举例来说,在将目标视频裁剪为第一视频和第二视频之后,可以先控制第一视频在终端设备上以全屏模式进行播放。这样,可以凸显第一视频中所包含的信息。进一步的,在播放到第一视频中的最后一个图像帧(即缩放图像帧)时,可以控制缩放图像帧在预设的缩放时长(例如可以为1s)内,缩小至终端设备上的播放区域内的目标位置。目标位置可以理解为,若将缩放图像帧对应在目标视频中,未经过裁剪的图像帧(即缩放前图像帧)按照原始尺寸在播放区域内进行播放,那么缩放前图像帧对应的裁剪框在播放区域内显示的位置。
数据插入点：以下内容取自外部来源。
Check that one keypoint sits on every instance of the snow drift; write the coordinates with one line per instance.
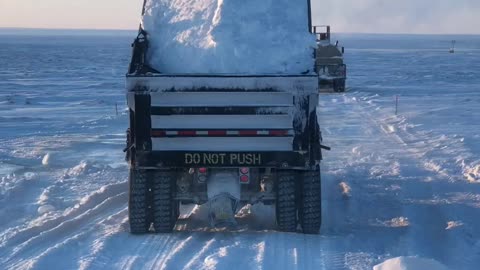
(229, 36)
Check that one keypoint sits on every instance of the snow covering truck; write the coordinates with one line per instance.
(224, 140)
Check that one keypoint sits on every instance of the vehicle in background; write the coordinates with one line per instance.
(329, 65)
(224, 141)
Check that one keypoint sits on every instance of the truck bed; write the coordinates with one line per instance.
(241, 116)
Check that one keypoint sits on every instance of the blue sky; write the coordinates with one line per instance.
(370, 16)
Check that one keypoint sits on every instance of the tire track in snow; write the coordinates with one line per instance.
(29, 241)
(69, 248)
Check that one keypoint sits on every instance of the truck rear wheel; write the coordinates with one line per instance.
(165, 209)
(286, 210)
(138, 208)
(310, 208)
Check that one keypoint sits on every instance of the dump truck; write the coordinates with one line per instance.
(223, 141)
(329, 63)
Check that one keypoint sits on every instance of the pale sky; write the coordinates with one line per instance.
(367, 16)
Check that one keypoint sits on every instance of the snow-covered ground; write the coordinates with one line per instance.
(404, 187)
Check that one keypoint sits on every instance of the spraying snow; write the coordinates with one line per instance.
(410, 263)
(228, 36)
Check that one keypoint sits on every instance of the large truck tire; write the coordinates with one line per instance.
(310, 208)
(286, 209)
(165, 209)
(138, 208)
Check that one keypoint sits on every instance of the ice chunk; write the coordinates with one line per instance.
(45, 209)
(229, 36)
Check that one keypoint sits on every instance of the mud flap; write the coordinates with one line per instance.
(223, 189)
(221, 211)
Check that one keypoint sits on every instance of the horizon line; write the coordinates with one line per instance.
(133, 29)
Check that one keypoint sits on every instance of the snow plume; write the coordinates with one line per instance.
(229, 36)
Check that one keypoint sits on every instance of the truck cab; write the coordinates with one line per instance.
(329, 63)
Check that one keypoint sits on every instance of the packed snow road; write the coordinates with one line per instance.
(393, 185)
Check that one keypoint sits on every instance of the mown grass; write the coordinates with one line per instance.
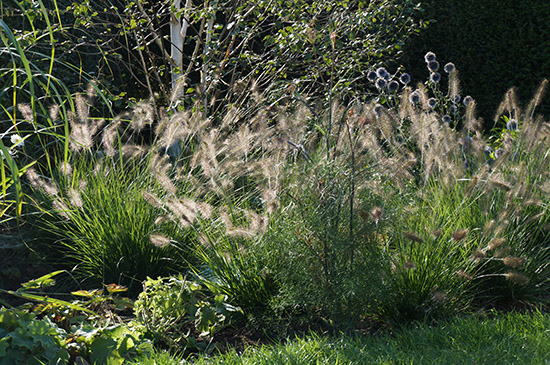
(501, 339)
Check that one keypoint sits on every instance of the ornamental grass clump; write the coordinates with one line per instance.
(90, 215)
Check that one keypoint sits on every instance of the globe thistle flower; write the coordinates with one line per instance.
(449, 67)
(435, 77)
(371, 76)
(380, 83)
(414, 97)
(405, 78)
(378, 109)
(393, 86)
(381, 72)
(512, 125)
(433, 66)
(429, 57)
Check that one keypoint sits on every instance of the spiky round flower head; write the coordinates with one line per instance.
(405, 78)
(381, 72)
(414, 97)
(433, 66)
(393, 86)
(378, 109)
(435, 77)
(512, 125)
(449, 67)
(429, 57)
(371, 76)
(380, 83)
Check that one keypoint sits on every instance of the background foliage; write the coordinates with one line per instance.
(495, 46)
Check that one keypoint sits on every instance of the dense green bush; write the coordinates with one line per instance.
(181, 313)
(495, 45)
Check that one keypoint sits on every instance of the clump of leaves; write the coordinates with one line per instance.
(24, 339)
(88, 328)
(180, 312)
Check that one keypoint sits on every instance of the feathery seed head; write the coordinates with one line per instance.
(467, 100)
(151, 199)
(464, 275)
(495, 243)
(159, 240)
(17, 140)
(514, 262)
(517, 278)
(413, 237)
(429, 57)
(75, 199)
(478, 255)
(439, 297)
(460, 234)
(26, 112)
(512, 125)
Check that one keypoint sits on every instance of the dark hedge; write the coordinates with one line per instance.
(494, 44)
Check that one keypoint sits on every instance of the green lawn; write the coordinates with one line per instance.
(506, 339)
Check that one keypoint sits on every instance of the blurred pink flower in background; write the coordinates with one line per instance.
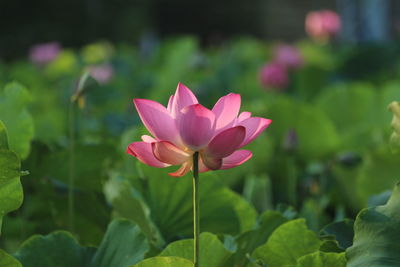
(288, 56)
(102, 73)
(274, 75)
(322, 25)
(44, 53)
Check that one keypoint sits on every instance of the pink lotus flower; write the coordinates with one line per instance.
(186, 127)
(44, 53)
(322, 25)
(102, 73)
(274, 75)
(288, 56)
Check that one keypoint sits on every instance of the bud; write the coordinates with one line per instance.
(291, 141)
(322, 25)
(274, 75)
(42, 54)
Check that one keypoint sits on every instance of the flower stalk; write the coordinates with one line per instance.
(196, 210)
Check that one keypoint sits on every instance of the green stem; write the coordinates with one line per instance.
(196, 210)
(71, 176)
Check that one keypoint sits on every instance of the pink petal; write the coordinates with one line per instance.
(237, 158)
(244, 115)
(148, 139)
(143, 152)
(226, 142)
(157, 120)
(196, 125)
(170, 101)
(226, 111)
(183, 97)
(169, 153)
(211, 163)
(184, 169)
(254, 126)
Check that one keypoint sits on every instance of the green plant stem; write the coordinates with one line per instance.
(71, 174)
(196, 210)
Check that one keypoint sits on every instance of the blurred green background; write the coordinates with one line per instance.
(325, 156)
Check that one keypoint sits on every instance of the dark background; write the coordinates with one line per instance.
(74, 23)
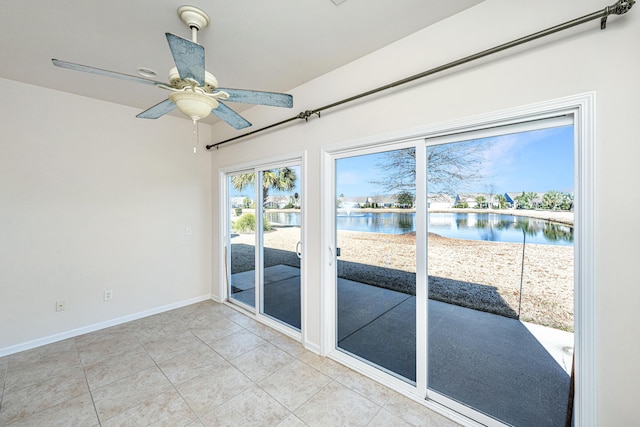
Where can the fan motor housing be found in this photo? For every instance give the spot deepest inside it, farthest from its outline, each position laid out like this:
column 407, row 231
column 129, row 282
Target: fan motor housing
column 210, row 82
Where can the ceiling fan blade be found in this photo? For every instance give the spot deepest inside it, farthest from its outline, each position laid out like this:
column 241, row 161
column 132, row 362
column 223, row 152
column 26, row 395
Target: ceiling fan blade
column 261, row 98
column 231, row 117
column 158, row 110
column 189, row 58
column 101, row 72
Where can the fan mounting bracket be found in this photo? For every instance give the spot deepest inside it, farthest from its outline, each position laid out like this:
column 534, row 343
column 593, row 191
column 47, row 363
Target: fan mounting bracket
column 193, row 17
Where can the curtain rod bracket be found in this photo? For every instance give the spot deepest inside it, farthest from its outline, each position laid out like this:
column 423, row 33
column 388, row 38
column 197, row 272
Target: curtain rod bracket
column 619, row 8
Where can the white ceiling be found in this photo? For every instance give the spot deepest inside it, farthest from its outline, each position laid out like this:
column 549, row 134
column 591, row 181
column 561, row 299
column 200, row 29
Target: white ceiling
column 251, row 44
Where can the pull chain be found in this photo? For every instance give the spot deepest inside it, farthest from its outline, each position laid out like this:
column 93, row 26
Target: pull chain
column 195, row 136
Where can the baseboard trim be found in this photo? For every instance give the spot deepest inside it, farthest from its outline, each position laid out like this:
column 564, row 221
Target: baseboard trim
column 97, row 326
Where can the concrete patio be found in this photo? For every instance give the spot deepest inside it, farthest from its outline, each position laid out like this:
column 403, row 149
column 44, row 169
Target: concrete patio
column 509, row 370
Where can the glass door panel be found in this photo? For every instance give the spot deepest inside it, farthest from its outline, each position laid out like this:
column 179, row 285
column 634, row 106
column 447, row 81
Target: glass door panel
column 376, row 264
column 281, row 245
column 500, row 278
column 240, row 257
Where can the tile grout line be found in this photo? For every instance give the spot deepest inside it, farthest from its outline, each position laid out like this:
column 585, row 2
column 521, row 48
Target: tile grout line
column 86, row 380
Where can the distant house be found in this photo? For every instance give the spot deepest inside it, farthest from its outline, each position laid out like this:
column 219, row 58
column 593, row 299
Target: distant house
column 512, row 199
column 276, row 202
column 439, row 201
column 236, row 202
column 469, row 200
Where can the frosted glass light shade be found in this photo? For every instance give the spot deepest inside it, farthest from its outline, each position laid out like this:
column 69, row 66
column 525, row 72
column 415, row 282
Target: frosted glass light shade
column 193, row 105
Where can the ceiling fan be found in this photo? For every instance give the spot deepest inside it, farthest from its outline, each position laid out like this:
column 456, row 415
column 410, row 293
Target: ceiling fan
column 194, row 91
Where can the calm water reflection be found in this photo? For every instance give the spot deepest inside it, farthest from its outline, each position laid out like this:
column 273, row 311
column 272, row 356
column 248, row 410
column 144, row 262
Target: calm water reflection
column 469, row 226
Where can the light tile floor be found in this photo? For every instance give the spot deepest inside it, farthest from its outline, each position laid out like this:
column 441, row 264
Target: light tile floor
column 202, row 365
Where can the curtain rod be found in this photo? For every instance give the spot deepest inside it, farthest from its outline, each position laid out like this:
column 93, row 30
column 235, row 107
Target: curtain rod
column 619, row 8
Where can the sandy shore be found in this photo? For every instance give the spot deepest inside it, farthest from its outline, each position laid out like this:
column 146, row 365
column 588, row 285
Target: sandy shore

其中,播放区域可以为终端设备的显示屏幕的中间区域,也可以是其他区域。
在缩放图像帧缩小至终端设备上的播放区域内的目标位置之后,再控制第二视频在播放区域内,按照原始尺寸进行播放。这样,能够将第一视频和第二视频衔接起来, 减少图像帧在切换播放模式的过程中造成的突兀感。
以图8所示的显示屏幕来举例,区域1为整个显示屏幕,在图8中以实线框框出,第一视频展示在区域1内,区域2为播放区域,若控制缩放前图像帧按照原始尺寸在播放区域内播放,那么缩放前图像帧位于区域2,总裁剪路径中包括的缩放前图像帧对应的裁剪框的位置为区域3。那么首先控制第一视频在区域1内进行播放,然后播放至缩放图像帧时,控制缩放图像帧在缩放时长内,从区域1缩放至区域3,最后再控制第二视频在区域2中进行播放。
图9是根据一示例性实施例示出的另一种视频的处理方法的流程图,如图9所示,步骤109可以包括:
步骤1091,确定缩放图像的多个第一顶点,和每个第一顶点对应在目标位置的第二顶点;
步骤1092,根据每个第一顶点与对应的第二顶点之间的距离,和缩放时长,确定该第一顶点的缩放速度;
步骤1093,按照每个第一顶点的缩放速度,控制缩放图像缩小至目标位置。
在一种应用场景中,控制缩放图像帧缩小至终端设备上的播放区域内的目标位置,可以先确定缩放图像的多个第一顶点,和每个第一顶点对应在目标位置的第二顶点。以图10所示,缩放图像的四个第一顶点为A、B、C、D,目标位置的四个第二顶点为a、b、c、d,第一顶点和第二顶点一一对应。之后,确定每个第一顶点与对应的第二顶点之间的距离,再根据缩放时长,确定该第一顶点的缩放速度。以第一顶点A和对应的第二顶点a来举例,用线段Aa的长度100个像素,除以缩放时长2s,即为第一顶点A的缩放速度为50像素/秒。最后,可以按照每个第一顶点的缩放速度,控制缩放图像缩小至目标位置。例如,从当前时刻开始,缩放图像的第一顶点A,位于终端设备的显示屏幕的顶点,然后,在10ms之后,第一顶点A沿着线段Aa向前5个像素,20ms之后,第一顶点A沿着线段Aa向前10个像素,其中,第一顶点A会经过A’,依次类推。需要说明的是,控制缩放图像缩小至目标位置的过程中,终端设备的显示屏幕上,在缩放图像之外的区域可以显示为预设的填充色(例如黑色),也可以显示后台运行的应用程序的应用界面,本公开对此不作具体限定。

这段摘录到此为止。